L’Europa è chiamata ad assumersi maggiori responsabilità in uno scenario sempre più instabile. È quanto propone il “Manifesto per l’Unione europea al tempo della nuova guerra fredda”, pubblicato in versione italiana nel mese di ottobre sul quotidiano “Il Sole 24 Ore”. L’assunto di fondo del documento? «Un modello socio-economico insostenibile», e per questo «da superare», ridefinendo «l’agenda di policy europea» con l’intento di «riportare l’Europa ad assumere il ruolo di attore globale» all’interno di uno scenario in cui al puro gioco di potere contrappone un «approccio multilaterale» e di «cooperazione». A spiegare nel dettaglio le ragioni che stanno dietro al “Manifesto” è uno dei suoi principali firmatari, Marco Buti, già capo di gabinetto del Commissario europeo per l’Economia Paolo Gentiloni e direttore generale alla Commissione europea, attualmente professore all’European University Institute di Firenze.
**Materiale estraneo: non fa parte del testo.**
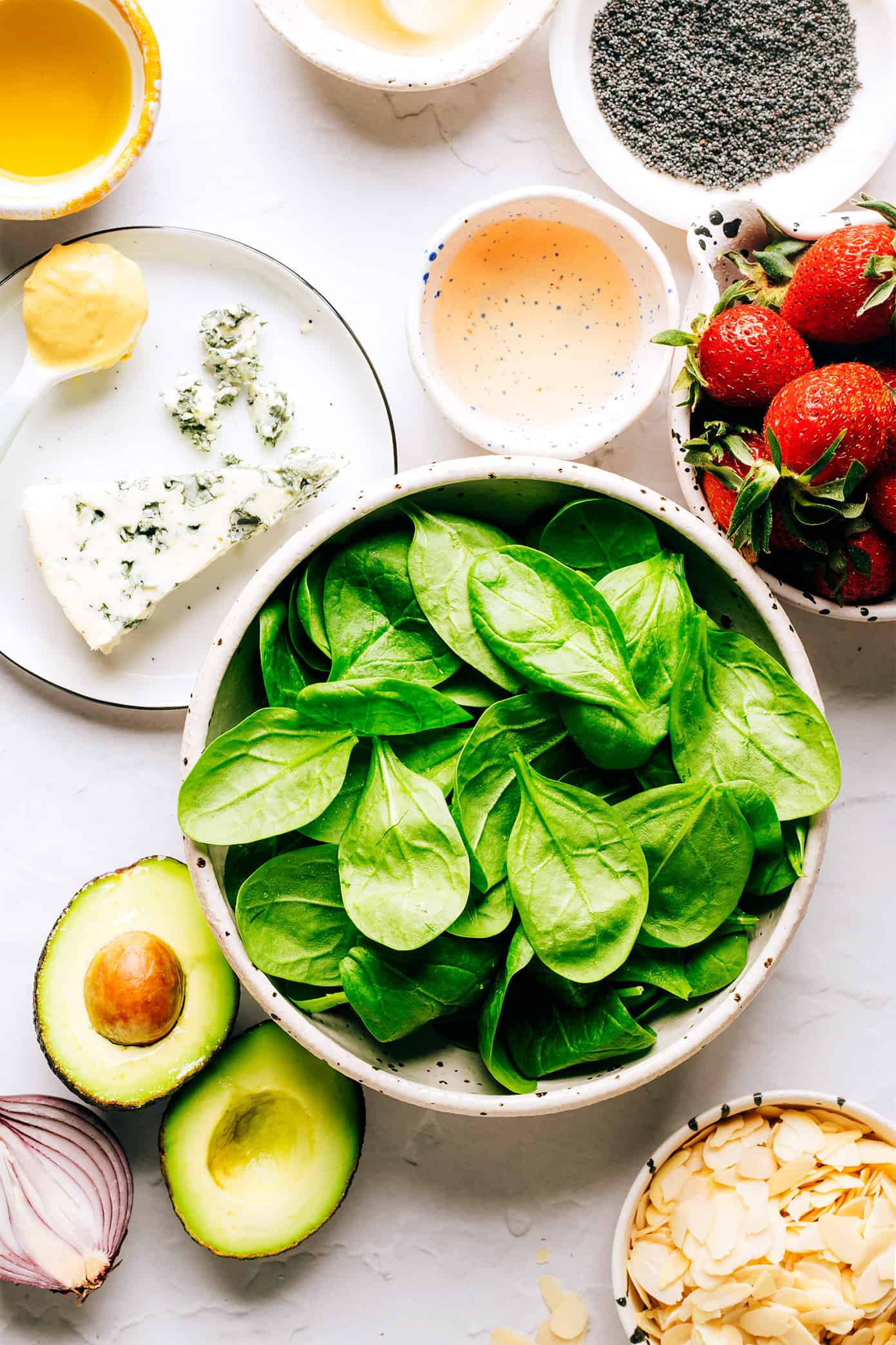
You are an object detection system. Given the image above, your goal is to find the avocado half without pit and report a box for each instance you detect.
[158,1022,365,1257]
[33,858,240,1107]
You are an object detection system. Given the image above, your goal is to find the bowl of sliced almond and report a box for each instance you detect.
[612,1091,896,1345]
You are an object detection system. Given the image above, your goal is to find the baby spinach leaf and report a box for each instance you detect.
[448,878,514,939]
[554,761,636,803]
[340,933,500,1041]
[392,723,472,795]
[506,990,656,1079]
[452,694,566,892]
[287,990,348,1013]
[520,958,605,1009]
[237,844,358,986]
[470,546,644,716]
[258,597,308,710]
[541,496,659,580]
[439,663,506,710]
[616,780,754,948]
[728,780,796,896]
[301,738,370,844]
[405,503,520,691]
[597,551,697,723]
[224,837,277,906]
[224,831,310,906]
[287,678,472,738]
[670,613,839,822]
[613,944,690,999]
[339,738,470,951]
[287,575,330,681]
[178,709,358,844]
[479,928,538,1094]
[292,549,331,663]
[324,531,460,686]
[635,737,681,790]
[507,754,647,982]
[685,933,748,999]
[556,695,666,770]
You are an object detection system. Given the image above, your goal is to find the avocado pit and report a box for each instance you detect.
[83,930,186,1046]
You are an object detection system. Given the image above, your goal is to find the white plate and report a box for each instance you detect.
[0,227,397,709]
[550,0,896,229]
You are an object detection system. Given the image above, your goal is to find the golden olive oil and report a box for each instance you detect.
[0,0,131,178]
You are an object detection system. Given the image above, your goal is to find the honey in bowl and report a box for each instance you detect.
[305,0,507,57]
[432,215,640,426]
[0,0,132,178]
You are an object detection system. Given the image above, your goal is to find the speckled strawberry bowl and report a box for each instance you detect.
[182,457,826,1116]
[669,198,896,623]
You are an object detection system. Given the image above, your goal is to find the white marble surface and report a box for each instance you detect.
[0,0,896,1345]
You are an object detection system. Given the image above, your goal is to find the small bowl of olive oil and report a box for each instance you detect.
[0,0,162,219]
[256,0,557,90]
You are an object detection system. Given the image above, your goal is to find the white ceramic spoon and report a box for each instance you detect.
[382,0,445,36]
[0,351,104,463]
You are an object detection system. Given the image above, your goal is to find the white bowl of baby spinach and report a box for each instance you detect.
[179,457,839,1116]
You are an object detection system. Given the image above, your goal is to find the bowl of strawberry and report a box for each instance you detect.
[654,198,896,622]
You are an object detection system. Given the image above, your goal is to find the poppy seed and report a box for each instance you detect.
[591,0,859,191]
Nell’ambito di un dibattito promosso martedì 12 dicembre all’Università Cattolica dall’Associazione per lo sviluppo degli studi di banca e borsa e dal Dipartimento Economia e Finanza dell’Università Cattolica e introdotto dal rettore Franco Anelli, Buti, rispondendo alle sollecitazioni della giornalista del Financial Times Silvia Sciorilli Borrelli, entra nel merito del documento sottoscritto da numerosi e autorevoli esponenti del mondo accademico, economico e politico italiano ed europeo.

 

 


Il “Manifesto” è chiaro sulle «sirene da non seguire»: la negazione dell’emergenza climatica, il rilancio del mercantilismo, la protezione sull’innovazione tecnologica, l’autarchia demografica, il solo ombrello americano per difesa e sicurezza. Sette, invece, le raccomandazioni per realizzare un federalismo graduale e pragmatico: la riforma del bilancio comunitario, l’approvazione di regole fiscali per assicurare la sostenibilità della finanza pubblica, il completamento della capital markets union, una politica industriale per superare il gap tecnologico, una rinnovata politica degli aiuti di stato che supporti il mercato unico, una strategia per l’istruzione e la formazione nonché per l’integrazione dei migranti, un approccio comune su sicurezza e difesa.

«Per fare tutto questo è necessario cambiare le regole del gioco economico e dell’assetto istituzionale», osserva Buti. Per esempio, bisogna «ripensare il meccanismo di voto all’interno del Consiglio Ue, prevedere una configurazione a geometria variabile in aree politiche ben definite, modificare i Trattati». Passi necessari se si guarda al futuro e a un’Europa costituita da 35 Stati membri.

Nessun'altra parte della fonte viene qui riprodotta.